Sillian – Skyvan/3850m – Solo
Öffnung: 1100 | Freifall: 54s
avg: 193km/h | max: 206km/h

Das wollen wir doch gleich nochmal. Perfekt heute das Timing der Loads: Landen, Packen, ein Schluck Wasser und eine Zigarette in der Hängematte, dann der nächste Aufruf.

Brav, wie ich den Zeitangaben folge, bin ich immer unter den ersten im Flieger. Hinter der offenen Heckklappe steht sehr ernst und interessiert ein einheimischer Bauer, der uns betrachtet, als wären wir eine völlig neue Rinderrasse, die es abzuschätzen gilt.

Dann kommen die anderen herangetröpfelt, Wolf diesmal mit einem Tandem, dazu Wuzi als Videomann, die Dänen und die Relativgruppe und just about everybody. Sogar Inga, frisch operiert, legt das Gear an, allerdings nicht um zu springen, sondern um von einem Platz in der ersten Reihe die Exits und die Gegend zu fotografieren.

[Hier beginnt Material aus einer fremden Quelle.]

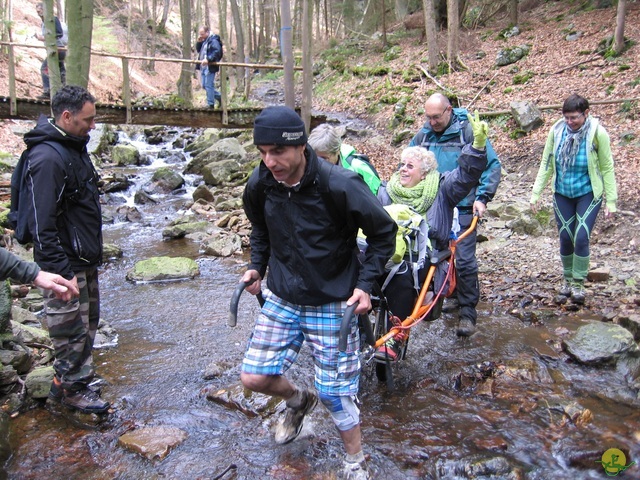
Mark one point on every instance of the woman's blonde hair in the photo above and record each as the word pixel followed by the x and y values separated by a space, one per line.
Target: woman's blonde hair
pixel 426 158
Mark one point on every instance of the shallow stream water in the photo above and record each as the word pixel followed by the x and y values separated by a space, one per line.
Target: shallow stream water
pixel 457 402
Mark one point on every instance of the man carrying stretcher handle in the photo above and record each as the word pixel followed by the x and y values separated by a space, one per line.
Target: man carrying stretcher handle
pixel 419 185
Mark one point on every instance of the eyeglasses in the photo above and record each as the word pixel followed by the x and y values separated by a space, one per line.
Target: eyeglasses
pixel 436 118
pixel 573 118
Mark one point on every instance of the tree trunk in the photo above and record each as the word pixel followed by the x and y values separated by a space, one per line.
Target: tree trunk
pixel 513 13
pixel 166 8
pixel 240 46
pixel 307 62
pixel 80 24
pixel 384 24
pixel 184 82
pixel 286 49
pixel 402 9
pixel 452 33
pixel 619 35
pixel 431 32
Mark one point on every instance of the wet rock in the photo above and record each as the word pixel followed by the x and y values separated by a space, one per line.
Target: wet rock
pixel 600 343
pixel 166 180
pixel 182 227
pixel 18 358
pixel 125 155
pixel 111 252
pixel 215 369
pixel 222 150
pixel 153 442
pixel 202 192
pixel 239 398
pixel 163 268
pixel 5 306
pixel 631 322
pixel 38 382
pixel 115 182
pixel 222 245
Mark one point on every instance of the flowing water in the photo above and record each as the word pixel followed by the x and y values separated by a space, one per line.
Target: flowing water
pixel 457 403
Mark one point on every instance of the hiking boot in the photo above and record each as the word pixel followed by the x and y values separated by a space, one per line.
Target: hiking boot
pixel 450 305
pixel 85 400
pixel 356 471
pixel 578 295
pixel 565 290
pixel 466 328
pixel 389 351
pixel 289 427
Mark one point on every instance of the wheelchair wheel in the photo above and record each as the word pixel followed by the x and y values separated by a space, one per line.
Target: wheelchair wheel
pixel 380 328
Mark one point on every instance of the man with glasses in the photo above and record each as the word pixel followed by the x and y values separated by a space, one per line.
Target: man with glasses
pixel 445 132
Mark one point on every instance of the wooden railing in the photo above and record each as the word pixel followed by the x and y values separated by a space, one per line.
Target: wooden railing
pixel 126 83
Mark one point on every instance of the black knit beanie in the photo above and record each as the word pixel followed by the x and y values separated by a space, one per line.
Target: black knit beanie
pixel 279 125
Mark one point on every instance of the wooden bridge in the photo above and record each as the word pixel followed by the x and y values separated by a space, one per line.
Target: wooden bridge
pixel 28 109
pixel 12 107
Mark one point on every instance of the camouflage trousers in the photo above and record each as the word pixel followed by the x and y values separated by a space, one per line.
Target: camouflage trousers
pixel 72 329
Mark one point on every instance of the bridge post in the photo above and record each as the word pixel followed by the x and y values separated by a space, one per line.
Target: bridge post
pixel 126 90
pixel 13 106
pixel 223 92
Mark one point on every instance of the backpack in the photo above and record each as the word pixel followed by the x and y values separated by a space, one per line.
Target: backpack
pixel 218 41
pixel 412 241
pixel 19 211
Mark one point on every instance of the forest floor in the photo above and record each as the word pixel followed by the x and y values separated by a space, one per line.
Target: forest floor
pixel 517 271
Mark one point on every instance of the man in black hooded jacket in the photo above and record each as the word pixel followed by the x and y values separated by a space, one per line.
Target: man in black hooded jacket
pixel 65 221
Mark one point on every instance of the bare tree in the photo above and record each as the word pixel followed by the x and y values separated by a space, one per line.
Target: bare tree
pixel 286 47
pixel 452 33
pixel 432 33
pixel 184 83
pixel 307 61
pixel 52 47
pixel 618 46
pixel 513 13
pixel 240 44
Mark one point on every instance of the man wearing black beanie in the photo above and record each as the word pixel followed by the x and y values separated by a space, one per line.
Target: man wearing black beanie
pixel 305 215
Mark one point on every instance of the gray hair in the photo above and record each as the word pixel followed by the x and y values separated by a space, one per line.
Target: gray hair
pixel 426 158
pixel 325 138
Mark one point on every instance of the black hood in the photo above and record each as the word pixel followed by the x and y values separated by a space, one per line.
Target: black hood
pixel 47 130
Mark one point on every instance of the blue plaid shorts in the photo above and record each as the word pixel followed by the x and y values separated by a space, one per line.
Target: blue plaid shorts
pixel 281 329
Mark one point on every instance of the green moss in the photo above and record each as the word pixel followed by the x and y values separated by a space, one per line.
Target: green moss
pixel 523 78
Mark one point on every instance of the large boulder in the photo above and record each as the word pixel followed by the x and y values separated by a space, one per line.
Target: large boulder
pixel 225 149
pixel 163 268
pixel 527 115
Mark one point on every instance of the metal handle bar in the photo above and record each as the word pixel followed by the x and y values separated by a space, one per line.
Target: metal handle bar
pixel 235 299
pixel 344 326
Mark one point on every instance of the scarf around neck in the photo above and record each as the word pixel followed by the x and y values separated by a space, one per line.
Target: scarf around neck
pixel 420 197
pixel 571 145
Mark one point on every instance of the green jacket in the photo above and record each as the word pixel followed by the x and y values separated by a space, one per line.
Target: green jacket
pixel 600 166
pixel 363 168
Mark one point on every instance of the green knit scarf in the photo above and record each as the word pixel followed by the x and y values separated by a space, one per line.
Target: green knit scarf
pixel 420 197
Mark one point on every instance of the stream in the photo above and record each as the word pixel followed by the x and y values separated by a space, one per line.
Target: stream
pixel 499 402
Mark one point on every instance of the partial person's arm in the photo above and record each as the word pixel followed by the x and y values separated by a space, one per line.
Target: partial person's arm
pixel 46 183
pixel 29 272
pixel 605 164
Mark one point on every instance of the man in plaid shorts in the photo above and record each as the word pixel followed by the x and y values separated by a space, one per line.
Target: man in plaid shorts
pixel 305 215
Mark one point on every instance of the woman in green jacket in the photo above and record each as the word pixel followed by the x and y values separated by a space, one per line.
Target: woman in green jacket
pixel 577 159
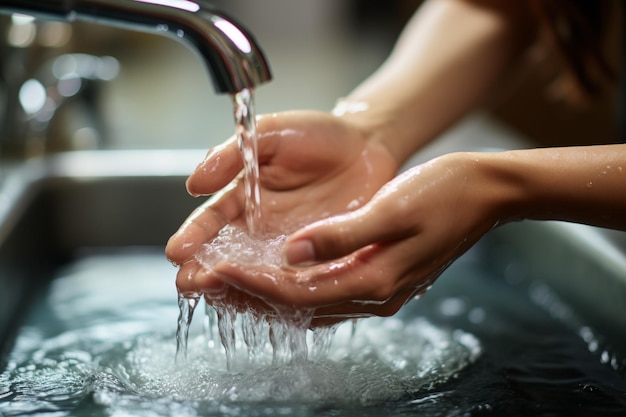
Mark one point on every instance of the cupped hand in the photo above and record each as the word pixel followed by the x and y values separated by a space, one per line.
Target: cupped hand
pixel 312 165
pixel 370 261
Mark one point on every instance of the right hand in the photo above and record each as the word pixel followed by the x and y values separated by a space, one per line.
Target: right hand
pixel 312 165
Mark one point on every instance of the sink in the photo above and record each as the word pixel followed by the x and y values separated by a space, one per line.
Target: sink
pixel 52 208
pixel 57 210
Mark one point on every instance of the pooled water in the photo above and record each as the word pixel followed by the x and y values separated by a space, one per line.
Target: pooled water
pixel 101 343
pixel 111 350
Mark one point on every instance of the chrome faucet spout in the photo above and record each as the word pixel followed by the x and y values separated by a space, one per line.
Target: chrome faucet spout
pixel 232 55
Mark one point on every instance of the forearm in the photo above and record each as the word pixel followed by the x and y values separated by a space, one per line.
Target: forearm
pixel 447 61
pixel 577 184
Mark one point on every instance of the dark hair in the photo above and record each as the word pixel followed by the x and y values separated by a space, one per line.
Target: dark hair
pixel 578 30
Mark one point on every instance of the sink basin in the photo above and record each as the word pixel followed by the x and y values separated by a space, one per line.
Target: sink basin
pixel 56 211
pixel 54 207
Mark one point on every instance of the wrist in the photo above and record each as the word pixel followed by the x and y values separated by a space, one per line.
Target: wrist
pixel 378 125
pixel 497 181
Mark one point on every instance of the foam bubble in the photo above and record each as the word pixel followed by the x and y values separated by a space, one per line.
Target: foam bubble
pixel 237 246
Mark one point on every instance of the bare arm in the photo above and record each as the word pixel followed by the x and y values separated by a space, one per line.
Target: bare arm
pixel 449 59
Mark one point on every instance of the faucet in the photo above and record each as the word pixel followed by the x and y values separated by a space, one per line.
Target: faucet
pixel 233 57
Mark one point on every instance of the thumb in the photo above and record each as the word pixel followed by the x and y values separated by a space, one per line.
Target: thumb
pixel 341 235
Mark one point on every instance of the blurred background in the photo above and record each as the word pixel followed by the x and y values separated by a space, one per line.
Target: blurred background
pixel 160 95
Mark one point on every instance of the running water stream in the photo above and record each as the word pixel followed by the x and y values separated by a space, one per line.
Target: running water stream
pixel 286 331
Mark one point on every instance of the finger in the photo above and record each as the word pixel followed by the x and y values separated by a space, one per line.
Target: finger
pixel 359 277
pixel 218 168
pixel 341 235
pixel 204 223
pixel 193 278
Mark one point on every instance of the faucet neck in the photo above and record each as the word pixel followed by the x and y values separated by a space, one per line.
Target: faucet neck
pixel 230 52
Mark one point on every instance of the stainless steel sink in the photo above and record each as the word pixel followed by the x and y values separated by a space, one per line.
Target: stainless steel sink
pixel 52 208
pixel 55 210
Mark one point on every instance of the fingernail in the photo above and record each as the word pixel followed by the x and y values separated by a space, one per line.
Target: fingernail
pixel 299 252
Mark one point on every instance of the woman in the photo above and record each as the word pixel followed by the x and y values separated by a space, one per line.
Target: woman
pixel 389 236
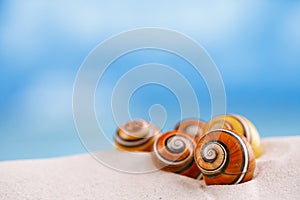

Scherzen am Boden, Schweigen in der Luft, die Motoren sind ohnehin laut genug. Diesmal kann ich nicht als letzte Aussteigen, da ist ein echter Schüler und das Tandem, aber egal, sollen die anderen auch was von dem Pink-Anblick haben. Heute kein Anlauf, nur ein Schritt mit dem daraus resultierenden langsamen Überschlag, ich sehe Inga mit erhobener Kamera und denke mir, verdammt, jetzt habe ich aber saublöd dreingeschaut. Dann aber umdrehen und die ganze Bergwelt liegt sonnenbestrahlt vor mir wie ein verspätetes Geburtstagsgeschenk. Und genau das ist es, denke ich, nicht Können und nicht Macht, sondern ein unglaublich großes Geschenk jedes Mal wieder; und dann denke ich nicht mehr und versuche, wieder schneller zu werden, irgendetwas bremst mich diesmal, dazu brauche ich nicht erst am Boden aufs Protrack zu schauen, das merke ich schon während des Falls.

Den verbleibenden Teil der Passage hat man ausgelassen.